Note: This bug is displayed in read-only format because the product is no longer active in Red Hat Bugzilla.

Bug 1968175

Summary: [4.8.0] Agent validation not including reason for being insufficient
Product: OpenShift Container Platform Reporter: Fred Rolland <frolland>
Component: assisted-installerAssignee: Fred Rolland <frolland>
assisted-installer sub component: assisted-service QA Contact: Yuri Obshansky <yobshans>
Status: CLOSED ERRATA Docs Contact:
Severity: high    
Priority: high CC: aos-bugs, atraeger, ccrum, frolland, mfilanov, mhrivnak
Version: 4.8Keywords: Triaged
Target Milestone: ---   
Target Release: 4.8.0   
Hardware: Unspecified   
OS: Unspecified   
Whiteboard: AI-Team-Hive KNI-EDGE-4.8 KNI-EDGE-JUKE-4.8
Fixed In Version: Doc Type: No Doc Update
Doc Text:
Story Points: ---
Clone Of: 1968067 Environment:
Last Closed: 2021-07-27 23:11:38 UTC Type: ---
Regression: --- Mount Type: ---
Documentation: --- CRM:
Verified Versions: Category: ---
oVirt Team: --- RHEL 7.3 requirements from Atomic Host:
Cloudforms Team: --- Target Upstream Version:
Embargoed:
Bug Depends On: 1968067    
Bug Blocks:    

Description Fred Rolland 2021-06-06 13:52:01 UTC
+++ This bug was initially created as a clone of Bug #1968067 +++

Created attachment 1789025 [details]
cluster resource from REST API

Description of problem:

When a cluster's validations are pending, but not failed, a related Agent's status can show the following condition:


    - lastTransitionTime: "2021-06-03T15:05:29Z"
      message: 'The agent''s validations are failing: '
      reason: ValidationsFailing
      status: "False"
      type: Validated


The lack of any reasons leaves the user unable to understand what's wrong or how to proceed.
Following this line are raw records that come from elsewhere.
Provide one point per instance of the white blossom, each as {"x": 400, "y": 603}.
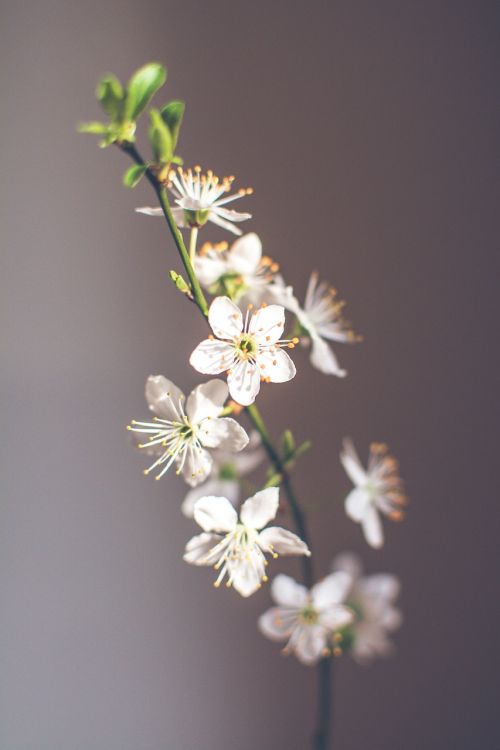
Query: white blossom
{"x": 307, "y": 619}
{"x": 377, "y": 489}
{"x": 372, "y": 598}
{"x": 239, "y": 271}
{"x": 237, "y": 547}
{"x": 187, "y": 436}
{"x": 320, "y": 321}
{"x": 227, "y": 470}
{"x": 247, "y": 349}
{"x": 200, "y": 198}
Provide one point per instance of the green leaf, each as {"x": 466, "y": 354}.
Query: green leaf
{"x": 111, "y": 95}
{"x": 172, "y": 114}
{"x": 133, "y": 174}
{"x": 160, "y": 138}
{"x": 95, "y": 128}
{"x": 143, "y": 84}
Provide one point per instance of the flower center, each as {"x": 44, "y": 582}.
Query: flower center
{"x": 309, "y": 615}
{"x": 246, "y": 346}
{"x": 196, "y": 216}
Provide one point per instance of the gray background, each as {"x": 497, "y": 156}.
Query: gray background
{"x": 368, "y": 130}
Code that ignores pending validations: https://github.com/openshift/assisted-service/blob/80d9b5f/internal/controller/controllers/agent_controller.go#L439-L448

I'll attach the full Cluster representation.
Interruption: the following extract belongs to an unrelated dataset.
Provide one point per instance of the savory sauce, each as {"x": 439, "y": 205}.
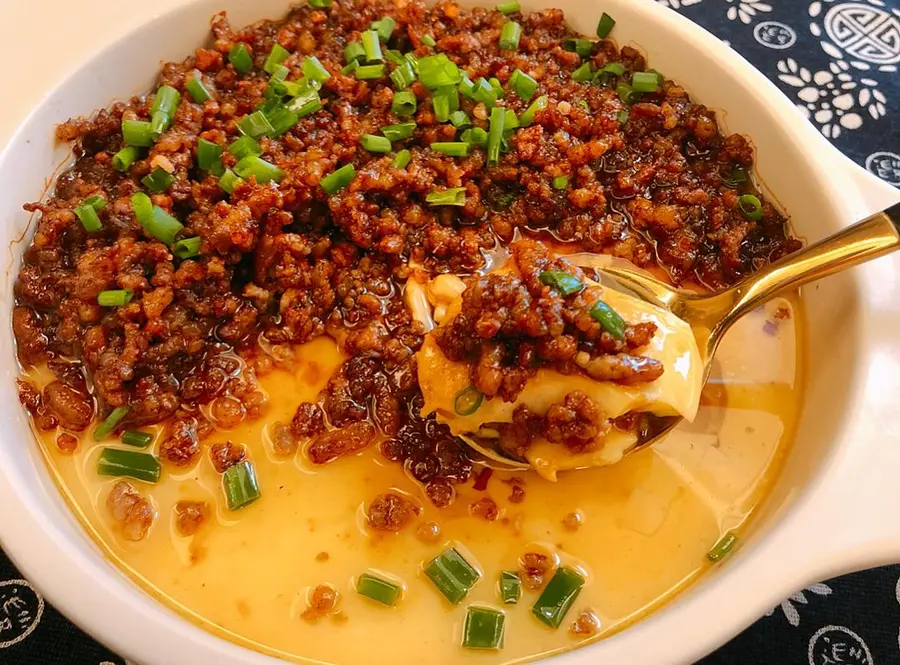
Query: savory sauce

Version-Release number of selected component (if applicable):
0.0.5-rc1


How reproducible:
always

Steps to Reproduce:
1. create a ClusterDeployment and AgentClusterInstall such that validations are pending
2. Create InfraEnv
3. boot the ISO, approve the resulting Agent, and watch its conditions

--- Additional comment from mfilanov on 20210606T06:19:21

Pending validations are not handled.

--- Additional comment from frolland on 20210606T10:18:26

A new Reason for better clarity can be added: ValidationsUserPending:

AgentCLusterInstall:
Validated 	False 	ValidationsFailing 	The cluster's validations are failing: "summary of failed validations" 	If the cluster status is "insufficient"
Validated 	False 	ValidationsUserPending 	The cluster's validations are are pending for user: "summary of failed validations" If the cluster status is "pending-for-input"

Agent:
Validated 	False 	ValidationsFailing 	The agent's validations are failing: "summary of failed validations" 	If the host status is "insufficient" or "pending-for-input"
Validated 	False 	ValidationsUserPending 	The agent's validations are pending for user: "summary of failed validations" 	If the host status is "pending-for-input"
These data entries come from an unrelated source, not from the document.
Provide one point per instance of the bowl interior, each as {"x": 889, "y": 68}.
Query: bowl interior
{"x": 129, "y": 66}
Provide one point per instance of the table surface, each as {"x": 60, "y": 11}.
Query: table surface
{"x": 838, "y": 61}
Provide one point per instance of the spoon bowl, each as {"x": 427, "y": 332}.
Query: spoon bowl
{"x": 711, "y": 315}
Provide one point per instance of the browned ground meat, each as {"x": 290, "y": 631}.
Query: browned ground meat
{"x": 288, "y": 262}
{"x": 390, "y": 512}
Also, the summary will include all "not-succeeded" validations (ValidationFailure, ValidationPending, ValidationError) excluding ValidationSuccess & ValidationDisabled

@atraeger WDYT?

--- Additional comment from atraeger on 20210606T10:54:13

@frolland sounds good to me

Comment 3 Chad Crum 2021-06-19 13:56:40 UTC
This has been validated:
- 2.3.0-DOWNSTREAM-2021-06-17-01-26-58
- Hub = 4.8.0-fc.7

Steps:
- Created CRs for SNO type cluster, except for ACI created multiple control plane agents:
  provisionRequirements:
    controlPlaneAgents: 7
- Machine started, but did not pass validations due to multiple control plane agents, and was pending:
- Pending validations showed the reason for pending: 
  - lastTransitionTime: "2021-06-19T13:52:21Z"                                                                                                                                                                       
    message: 'The agent''s validations are pending for user: Machine Network CIDR
      is undefined; the Machine Network CIDR can be defined by setting either the
      API or Ingress virtual IPs,Missing inventory or machine network CIDR,Machine
      Network CIDR or Connectivity Majority Groups missing,Host couldn''t synchronize
      with any NTP server'

Comment 5 errata-xmlrpc 2021-07-27 23:11:38 UTC
Since the problem described in this bug report should be
resolved in a recent advisory, it has been closed with a
resolution of ERRATA.

For information on the advisory (Moderate: OpenShift Container Platform 4.8.2 bug fix and security update), and where to find the updated
files, follow the link below.

If the solution does not work for you, open a new bug report.

https://access.redhat.com/errata/RHSA-2021:2438